Steve Baker MP has declared that future referendums should require a super majority to be enacted – so why the sudden change of heart? Bremain Chair Sue Wilson MBE writes for Yorkshire Bylines.
Northern Ireland Minister Steve Baker has been sharing his thoughts on referendums with the British Irish Parliamentary Assembly. The self-proclaimed ‘hard man of Brexit’ told the assembly that the Brexit referendum “probably should have been a supermajority” requiring 60% voter support. That’s despite his having voted against an SNP amendment to the EU referendum bill in 2015 calling for just that. He added that it would not be advisable, in any future vote on Irish unification, to accept a “50% plus one” decision.
2010: Steve Baker, "I think the European Union should be wholly torn down"
2023: Steve Baker wants an Irish Unification referendum to have a tighter standard than the Brexit referendum.
Is he making the case to reverse Brexit as a 60% supermajority threshold was not met? pic.twitter.com/nI5uEFOOCz
— Farrukh (@implausibleblog) October 23, 2023
We’d have lost
Baker was a prominent figure in the Leave campaign in the run up to the Brexit referendum and an active ‘Brexit Spartan’ in its aftermath. Despite Theresa May’s hard red lines on Brexit, Baker voted against her deal three times, presumably because it wasn’t hard enough. He later told Newsnight that “holding those tigers by the tail”, between 2016 and 2019, had cost him his mental health. Much of the country felt the same way. Many of us still do.
Baker suggested that not having a supermajority threshold had caused the country serious political “trouble”. Indeed. But he failed to mention the government’s seeming willingness to stir up that division, to spread misinformation, and to fail to have any implementation plan whatsoever.
He admitted that had there been a supermajority in the Brexit referendum, “we’d have lost and we’d still be in (the EU)”. But at least “everybody would have abided by the result”, including the government, presumably.
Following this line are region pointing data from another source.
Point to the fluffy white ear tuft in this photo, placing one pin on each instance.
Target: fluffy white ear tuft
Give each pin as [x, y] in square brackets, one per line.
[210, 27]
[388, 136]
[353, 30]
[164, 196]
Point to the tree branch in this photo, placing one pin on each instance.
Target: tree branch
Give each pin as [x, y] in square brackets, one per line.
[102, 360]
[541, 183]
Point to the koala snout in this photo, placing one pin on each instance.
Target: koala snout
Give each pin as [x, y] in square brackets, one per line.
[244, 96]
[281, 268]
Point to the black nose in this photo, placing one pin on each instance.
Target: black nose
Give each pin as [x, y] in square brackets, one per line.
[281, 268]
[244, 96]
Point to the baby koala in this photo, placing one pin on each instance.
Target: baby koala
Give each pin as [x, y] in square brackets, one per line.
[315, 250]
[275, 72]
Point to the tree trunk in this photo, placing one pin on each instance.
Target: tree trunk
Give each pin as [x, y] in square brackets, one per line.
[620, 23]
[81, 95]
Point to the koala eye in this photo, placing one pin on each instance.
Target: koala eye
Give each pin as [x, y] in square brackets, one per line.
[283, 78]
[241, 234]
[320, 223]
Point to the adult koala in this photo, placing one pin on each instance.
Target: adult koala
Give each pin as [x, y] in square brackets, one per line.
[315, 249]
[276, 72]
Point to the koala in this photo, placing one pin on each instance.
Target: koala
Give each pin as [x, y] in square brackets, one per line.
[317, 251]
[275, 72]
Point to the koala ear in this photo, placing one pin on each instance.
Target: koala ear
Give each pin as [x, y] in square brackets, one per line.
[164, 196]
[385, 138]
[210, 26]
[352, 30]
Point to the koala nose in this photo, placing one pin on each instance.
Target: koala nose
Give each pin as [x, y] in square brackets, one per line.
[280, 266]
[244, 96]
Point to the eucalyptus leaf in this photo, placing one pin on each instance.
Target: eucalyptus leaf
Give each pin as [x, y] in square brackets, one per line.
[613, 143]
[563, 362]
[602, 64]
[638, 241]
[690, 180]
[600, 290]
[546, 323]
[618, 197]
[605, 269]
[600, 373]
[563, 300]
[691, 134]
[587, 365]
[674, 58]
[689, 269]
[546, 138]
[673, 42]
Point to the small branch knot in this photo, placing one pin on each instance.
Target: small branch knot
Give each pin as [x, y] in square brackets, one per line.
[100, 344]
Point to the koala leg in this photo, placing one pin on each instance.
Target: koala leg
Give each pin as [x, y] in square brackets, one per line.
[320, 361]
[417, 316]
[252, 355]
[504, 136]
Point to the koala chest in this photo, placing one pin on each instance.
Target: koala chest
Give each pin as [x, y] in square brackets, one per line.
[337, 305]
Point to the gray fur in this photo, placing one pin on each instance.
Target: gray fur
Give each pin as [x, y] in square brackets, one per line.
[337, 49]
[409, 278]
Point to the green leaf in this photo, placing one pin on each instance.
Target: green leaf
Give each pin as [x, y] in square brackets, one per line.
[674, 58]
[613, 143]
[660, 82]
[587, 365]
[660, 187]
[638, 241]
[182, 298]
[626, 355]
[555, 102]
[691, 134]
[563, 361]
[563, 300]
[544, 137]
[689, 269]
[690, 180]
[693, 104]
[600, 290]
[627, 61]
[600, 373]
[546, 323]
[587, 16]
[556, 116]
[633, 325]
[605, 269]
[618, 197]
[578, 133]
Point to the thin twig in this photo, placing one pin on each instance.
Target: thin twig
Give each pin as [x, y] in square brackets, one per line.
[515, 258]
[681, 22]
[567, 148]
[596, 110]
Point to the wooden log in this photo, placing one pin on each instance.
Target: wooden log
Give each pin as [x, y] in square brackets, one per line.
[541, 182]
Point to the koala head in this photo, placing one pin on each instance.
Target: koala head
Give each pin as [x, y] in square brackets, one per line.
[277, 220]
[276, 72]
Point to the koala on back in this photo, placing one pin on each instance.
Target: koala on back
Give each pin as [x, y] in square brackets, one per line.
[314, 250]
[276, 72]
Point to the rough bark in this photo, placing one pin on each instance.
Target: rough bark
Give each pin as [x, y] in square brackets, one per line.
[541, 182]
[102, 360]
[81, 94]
He added that it was “inconceivable” that we would have had “all of the political difficulty which followed from members of parliament in particular refusing to accept the result”.
Referendum “met the threshold for illegality”
Baker failed, of course, to mention that those refusing to accept the result, politicians or no, were raising other important issues when “refusing to accept the result”. Such as the outrageous promises and outright lies of the Leave campaign. Or the fact that, according to Sir James Eadie QC, Theresa May’s legal counsel, the referendum “met the threshold for illegality”.
#SteveBaker calling for super majorities of at least 60% in all future referendums opens the wounds of the fraud perpetrated on the British people by the #Brexit ref, which was deliberately fashioned as advisory so that it couldn't be challenged but sold to the public as binding. pic.twitter.com/ZphvaXdTOJ
— 💙@KTParker@mastodon.online 🇫🇷🇬🇧🇪🇸🇺🇦🌻 (@lunaperla) October 24, 2023
In my 2019 court case – ‘Wilson and others versus the Prime Minister’ – I challenged the government over the legality of the referendum result. With the referendum being merely advisory, rules that would have applied had the result been binding, did not apply.
Had the referendum been legally binding, parliament would have had “a statutory legal mechanism by which it would be annulled”, as they do with elections. So, the government, and Baker presumably, knew the referendum result to be illegal but decided to proceed regardless, and with no idea how to do so. While David Cameron had promised to honour the result, that was before the illegality was fully known or understood. And in any case, he didn’t hang around long enough to honour anything.
An ulterior motive?
I don’t doubt that Baker is sincere in hoping to ensure that, in the event of a vote on the unification of Ireland, a supermajority threshold be required. Not only would it give the result legitimacy, but it would make it easier for the public, and the politicians, to get behind the outcome. It might also make the unification of Ireland a more difficult goal to achieve – a factor that may be influencing Baker’s thinking.
Baker says that had 60% of the voting public decided to leave the EU in 2016, the road to Brexit, even with the Conservatives in charge, would have been smoother and the country less divided. Whether to ensure legitimacy or prevent division, there will be those arguing for a supermajority in the event of any future referendum on rejoining the EU. No doubt hard man Baker and his fellow Spartans will be amongst them.
But, even if the hard man of Brexit has now gone soft on democracy, it’s hard not to conclude that he has an ulterior motive – one that will ensure that his beloved Brexit is secure. He’s known all along that a supermajority is a much tougher threshold to achieve. Which is why he voted against it 2015.
Don’t be fooled: what Steve Baker is ‘really’ saying is that any vote to rejoin the EU should require a supermajority.